Friday, April 15, 2011

Thesis Writing Tips Part 2: Starting Out

Let me just get this part over with and do it for you, okay? Come up with a title and write an outline. Got it? Need me to do even more for you? Okay. Here's what you do, in very specific and easy steps:

1) Write an outline. That comic I linked above is mostly no joke. Seriously. Write it down on a piece of paper if you're so computer illiterate.

Chapter 1: Introduction
Chapter 2: Background and Literature Review
Chapter 3: Specific Aims
Chapter 4: Methods
Chapter 5: Results
Chapter 6: Discussion
Chapter 7: Conclusions

2) Fill it in. Put in a short blurb under each telling yourself what stuff you're going to put in that section. (hint: change your text to red for this if you're writing inside Word. It'll make it easier to find and remind yourself to delete these "messages to yourself" statements later.)

Chapter 1: Introduction
Here I'm going to talk about the broader topic. If my research relates to a disease (in any vague way) then I'm going to maybe start with that - Autism / Alzheimer's / Cancer Type X affects this many people, and a lot of research has already gone into this aspect of studying the disease. But more needs to be done here. Blah blah.
Chapter 2: Background and Literature Review
Here's where you can really get a hefty chunk of pages out of the way. Go into as much or as little detail about other people's research as you like. Talk about what they did, where their shortcomings were, why it was successful or groundbreaking. If you're really hurting for pages, go back to the days of yore, when your field was invented, and talk about those guys. Cite everything with as many references as possible! Remember to use the long form of citation (Author's name, author name, et al., year) in order to get the maximum length out of citations. Don't use numbers! I don't know about your school, but mine actually preferred long form.
Chapter 3: Specific Aims
Subheading 1: Specific Aim 1
I'm going to develop this protocol.
Subheading 2: Specific Aim 2
I'm going to compare my new protocol against the established stuff
Be really specific. I thought this kind of outline was too obvious, but my advisor told me otherwise. As obvious and straightforward as possible. It makes it easier to read.
Chapter 4: Methods
As detailed as possible. Everything you did, with so much detail, any idiot could reproduce it.
Chapter 5: Results
The literal results that came out of your methods. No extra hand-waving necessary. Just tell people about unexpected things that came up during the course of the study, and throw up an actual list of results.
Chapter 6: Discussion
Here's where you start talking about what worked, what didn't, and whether or not you achieved your specific aims.
Chapter 7: Conclusions
Here's where you talk about what you did (again) and why it's relevant to that thing you talked about in the introduction. Also, what didn't work, and how one might fix it in future studies.

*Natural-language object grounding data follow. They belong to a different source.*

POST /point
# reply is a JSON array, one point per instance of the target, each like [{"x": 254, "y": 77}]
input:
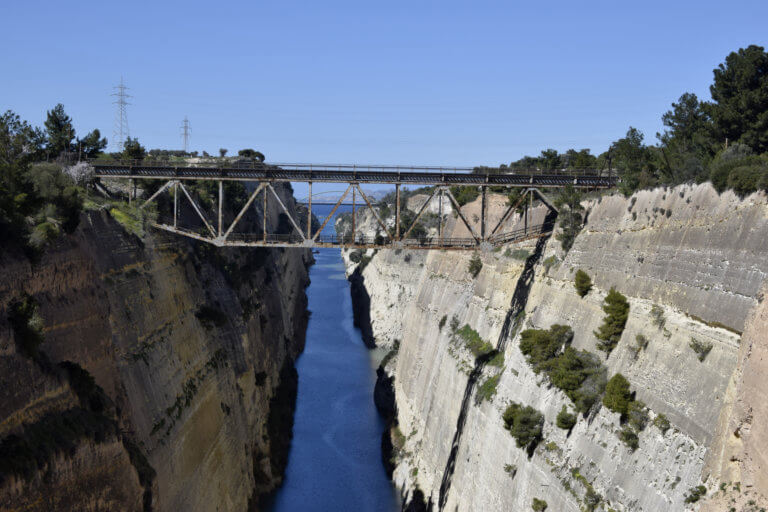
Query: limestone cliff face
[
  {"x": 696, "y": 259},
  {"x": 193, "y": 347}
]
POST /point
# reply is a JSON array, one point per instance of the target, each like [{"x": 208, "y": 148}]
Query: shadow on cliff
[{"x": 511, "y": 323}]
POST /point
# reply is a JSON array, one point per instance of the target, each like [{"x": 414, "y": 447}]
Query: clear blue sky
[{"x": 460, "y": 83}]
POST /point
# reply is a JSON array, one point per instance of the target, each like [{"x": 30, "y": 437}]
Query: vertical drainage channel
[{"x": 511, "y": 321}]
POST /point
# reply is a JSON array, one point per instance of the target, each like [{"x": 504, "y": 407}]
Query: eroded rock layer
[
  {"x": 187, "y": 351},
  {"x": 691, "y": 264}
]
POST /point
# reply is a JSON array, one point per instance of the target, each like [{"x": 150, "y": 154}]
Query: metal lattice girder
[
  {"x": 290, "y": 217},
  {"x": 245, "y": 208},
  {"x": 509, "y": 211},
  {"x": 197, "y": 209},
  {"x": 375, "y": 213},
  {"x": 461, "y": 215},
  {"x": 335, "y": 207},
  {"x": 158, "y": 192},
  {"x": 421, "y": 210}
]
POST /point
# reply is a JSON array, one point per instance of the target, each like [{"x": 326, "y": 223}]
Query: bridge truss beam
[{"x": 220, "y": 234}]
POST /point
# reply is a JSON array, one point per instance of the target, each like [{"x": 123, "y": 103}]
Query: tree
[
  {"x": 251, "y": 153},
  {"x": 688, "y": 143},
  {"x": 617, "y": 395},
  {"x": 632, "y": 158},
  {"x": 475, "y": 265},
  {"x": 565, "y": 420},
  {"x": 616, "y": 308},
  {"x": 550, "y": 159},
  {"x": 133, "y": 150},
  {"x": 59, "y": 131},
  {"x": 689, "y": 126},
  {"x": 740, "y": 93},
  {"x": 524, "y": 424},
  {"x": 582, "y": 283},
  {"x": 92, "y": 144},
  {"x": 579, "y": 159},
  {"x": 570, "y": 217}
]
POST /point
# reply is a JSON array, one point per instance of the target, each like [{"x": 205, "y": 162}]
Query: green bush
[
  {"x": 524, "y": 424},
  {"x": 355, "y": 256},
  {"x": 464, "y": 195},
  {"x": 565, "y": 420},
  {"x": 487, "y": 389},
  {"x": 637, "y": 415},
  {"x": 616, "y": 308},
  {"x": 695, "y": 494},
  {"x": 629, "y": 437},
  {"x": 617, "y": 395},
  {"x": 27, "y": 325},
  {"x": 579, "y": 374},
  {"x": 701, "y": 348},
  {"x": 661, "y": 422},
  {"x": 475, "y": 265},
  {"x": 472, "y": 340},
  {"x": 582, "y": 283},
  {"x": 657, "y": 316}
]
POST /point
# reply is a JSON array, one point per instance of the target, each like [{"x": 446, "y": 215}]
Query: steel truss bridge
[{"x": 263, "y": 175}]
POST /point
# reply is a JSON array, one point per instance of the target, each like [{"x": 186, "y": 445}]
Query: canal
[{"x": 335, "y": 458}]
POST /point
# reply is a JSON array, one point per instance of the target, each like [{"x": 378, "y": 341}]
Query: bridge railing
[{"x": 253, "y": 165}]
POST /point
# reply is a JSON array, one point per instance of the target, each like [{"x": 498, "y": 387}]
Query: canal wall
[
  {"x": 691, "y": 264},
  {"x": 164, "y": 379}
]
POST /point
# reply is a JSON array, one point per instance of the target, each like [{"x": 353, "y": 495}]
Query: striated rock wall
[
  {"x": 193, "y": 346},
  {"x": 701, "y": 265}
]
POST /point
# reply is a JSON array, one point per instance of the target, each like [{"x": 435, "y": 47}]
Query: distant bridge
[{"x": 441, "y": 179}]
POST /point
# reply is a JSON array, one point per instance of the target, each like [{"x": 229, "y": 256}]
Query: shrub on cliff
[
  {"x": 570, "y": 217},
  {"x": 616, "y": 308},
  {"x": 702, "y": 348},
  {"x": 487, "y": 389},
  {"x": 524, "y": 424},
  {"x": 578, "y": 373},
  {"x": 472, "y": 340},
  {"x": 582, "y": 283},
  {"x": 565, "y": 420},
  {"x": 695, "y": 494},
  {"x": 475, "y": 265},
  {"x": 629, "y": 437},
  {"x": 617, "y": 395},
  {"x": 27, "y": 325}
]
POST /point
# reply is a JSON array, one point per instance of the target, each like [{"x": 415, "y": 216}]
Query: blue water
[{"x": 335, "y": 459}]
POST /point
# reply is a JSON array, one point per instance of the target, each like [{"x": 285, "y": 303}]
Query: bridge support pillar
[
  {"x": 175, "y": 203},
  {"x": 309, "y": 212},
  {"x": 354, "y": 220},
  {"x": 397, "y": 212},
  {"x": 483, "y": 207},
  {"x": 221, "y": 202},
  {"x": 264, "y": 217},
  {"x": 525, "y": 225}
]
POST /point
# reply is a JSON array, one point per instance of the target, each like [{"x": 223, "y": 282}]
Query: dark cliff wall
[{"x": 181, "y": 353}]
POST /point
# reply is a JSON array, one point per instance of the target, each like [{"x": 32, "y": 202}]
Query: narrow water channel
[{"x": 335, "y": 459}]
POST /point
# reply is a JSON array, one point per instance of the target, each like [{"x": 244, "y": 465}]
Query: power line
[
  {"x": 185, "y": 134},
  {"x": 121, "y": 131}
]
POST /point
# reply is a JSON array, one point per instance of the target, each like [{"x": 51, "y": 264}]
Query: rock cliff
[
  {"x": 691, "y": 264},
  {"x": 164, "y": 379}
]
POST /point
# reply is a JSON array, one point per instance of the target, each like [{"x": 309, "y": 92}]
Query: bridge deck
[{"x": 355, "y": 174}]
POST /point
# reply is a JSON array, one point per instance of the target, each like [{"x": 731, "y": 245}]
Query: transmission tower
[
  {"x": 185, "y": 134},
  {"x": 120, "y": 132}
]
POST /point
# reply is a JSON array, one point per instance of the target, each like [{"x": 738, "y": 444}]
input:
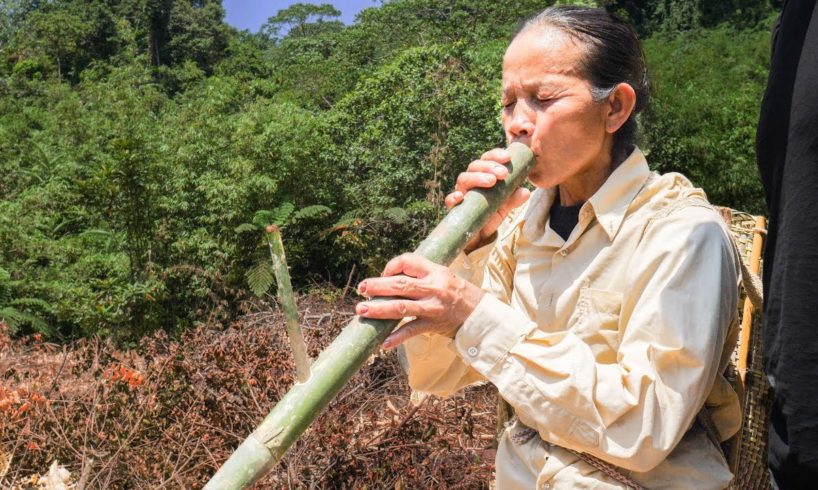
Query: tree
[
  {"x": 60, "y": 32},
  {"x": 300, "y": 20}
]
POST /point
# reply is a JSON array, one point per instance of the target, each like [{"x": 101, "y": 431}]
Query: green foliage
[
  {"x": 708, "y": 86},
  {"x": 260, "y": 277},
  {"x": 140, "y": 138}
]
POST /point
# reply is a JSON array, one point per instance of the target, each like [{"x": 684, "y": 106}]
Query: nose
[{"x": 521, "y": 124}]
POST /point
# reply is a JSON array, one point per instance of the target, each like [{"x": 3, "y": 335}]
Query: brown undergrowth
[{"x": 168, "y": 413}]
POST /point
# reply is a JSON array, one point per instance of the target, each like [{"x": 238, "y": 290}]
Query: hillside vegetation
[{"x": 138, "y": 136}]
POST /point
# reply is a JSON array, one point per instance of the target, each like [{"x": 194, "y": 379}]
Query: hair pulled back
[{"x": 613, "y": 56}]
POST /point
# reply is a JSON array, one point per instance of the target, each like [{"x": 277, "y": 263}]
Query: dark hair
[{"x": 613, "y": 56}]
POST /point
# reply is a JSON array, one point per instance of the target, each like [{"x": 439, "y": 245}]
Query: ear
[{"x": 620, "y": 106}]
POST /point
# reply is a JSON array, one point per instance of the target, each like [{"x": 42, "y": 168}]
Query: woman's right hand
[{"x": 485, "y": 173}]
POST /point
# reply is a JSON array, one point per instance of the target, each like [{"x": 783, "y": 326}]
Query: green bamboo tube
[
  {"x": 287, "y": 300},
  {"x": 265, "y": 447}
]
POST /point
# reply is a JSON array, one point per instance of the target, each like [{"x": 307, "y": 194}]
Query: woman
[{"x": 607, "y": 298}]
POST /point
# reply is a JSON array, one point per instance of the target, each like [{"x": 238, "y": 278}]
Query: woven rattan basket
[{"x": 747, "y": 451}]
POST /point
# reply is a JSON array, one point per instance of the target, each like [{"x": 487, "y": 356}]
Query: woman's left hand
[{"x": 439, "y": 300}]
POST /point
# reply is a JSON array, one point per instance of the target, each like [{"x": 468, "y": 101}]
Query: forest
[
  {"x": 145, "y": 144},
  {"x": 138, "y": 136}
]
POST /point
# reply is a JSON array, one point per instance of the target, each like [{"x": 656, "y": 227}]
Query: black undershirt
[{"x": 564, "y": 218}]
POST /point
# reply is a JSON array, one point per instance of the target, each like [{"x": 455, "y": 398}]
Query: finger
[
  {"x": 470, "y": 180},
  {"x": 391, "y": 309},
  {"x": 400, "y": 285},
  {"x": 499, "y": 155},
  {"x": 412, "y": 265},
  {"x": 406, "y": 332},
  {"x": 453, "y": 199},
  {"x": 486, "y": 167}
]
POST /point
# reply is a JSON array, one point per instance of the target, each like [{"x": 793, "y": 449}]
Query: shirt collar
[{"x": 609, "y": 203}]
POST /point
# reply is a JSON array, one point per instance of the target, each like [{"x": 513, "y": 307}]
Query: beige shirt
[{"x": 608, "y": 343}]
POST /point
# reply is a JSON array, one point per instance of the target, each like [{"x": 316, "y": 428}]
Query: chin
[{"x": 540, "y": 179}]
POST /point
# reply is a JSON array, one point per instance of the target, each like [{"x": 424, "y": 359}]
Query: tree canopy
[{"x": 136, "y": 136}]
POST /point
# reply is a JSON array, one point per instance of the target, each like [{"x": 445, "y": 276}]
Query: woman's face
[{"x": 547, "y": 105}]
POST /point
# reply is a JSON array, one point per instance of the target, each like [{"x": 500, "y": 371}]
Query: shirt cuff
[{"x": 491, "y": 330}]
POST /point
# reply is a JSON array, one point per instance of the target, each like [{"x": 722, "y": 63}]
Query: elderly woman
[{"x": 606, "y": 310}]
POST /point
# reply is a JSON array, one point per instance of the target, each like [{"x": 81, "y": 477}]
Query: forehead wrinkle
[{"x": 545, "y": 50}]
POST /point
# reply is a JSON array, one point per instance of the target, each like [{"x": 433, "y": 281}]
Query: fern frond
[
  {"x": 396, "y": 215},
  {"x": 260, "y": 277},
  {"x": 281, "y": 213},
  {"x": 16, "y": 318},
  {"x": 262, "y": 218},
  {"x": 33, "y": 302},
  {"x": 347, "y": 219}
]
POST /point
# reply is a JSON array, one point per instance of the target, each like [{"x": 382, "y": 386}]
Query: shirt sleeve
[
  {"x": 434, "y": 364},
  {"x": 632, "y": 412}
]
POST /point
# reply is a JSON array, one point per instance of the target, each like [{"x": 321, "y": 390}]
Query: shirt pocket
[{"x": 595, "y": 320}]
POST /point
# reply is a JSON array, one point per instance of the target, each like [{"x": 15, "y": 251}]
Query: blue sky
[{"x": 250, "y": 14}]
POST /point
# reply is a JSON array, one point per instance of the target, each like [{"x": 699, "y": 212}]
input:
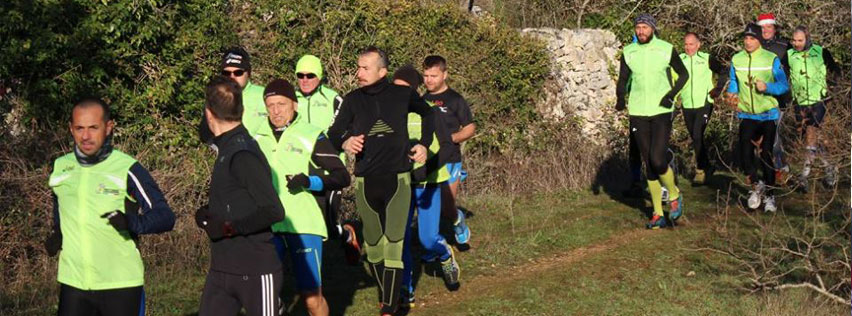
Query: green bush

See? Wasn't that easy? Just keep adding details about what you're going to write about, and it will soon be good enough to give to your advisor and say: "Here's what it's going to look like. Any broad comments?" Because now's a good time to establish what will and won't be covered in your thesis. A good advisor (like mine) will be able to tell you when to put the brakes on, because he doesn't want to read a 500 page thesis, and you've gone TOO broad here or there and would have to do TOO much, so stick with this or that, thank you very much.

Besides, later you'll want to be able to say: "Hey. We talked about that, and it wasn't going to be put in this thesis. We agreed."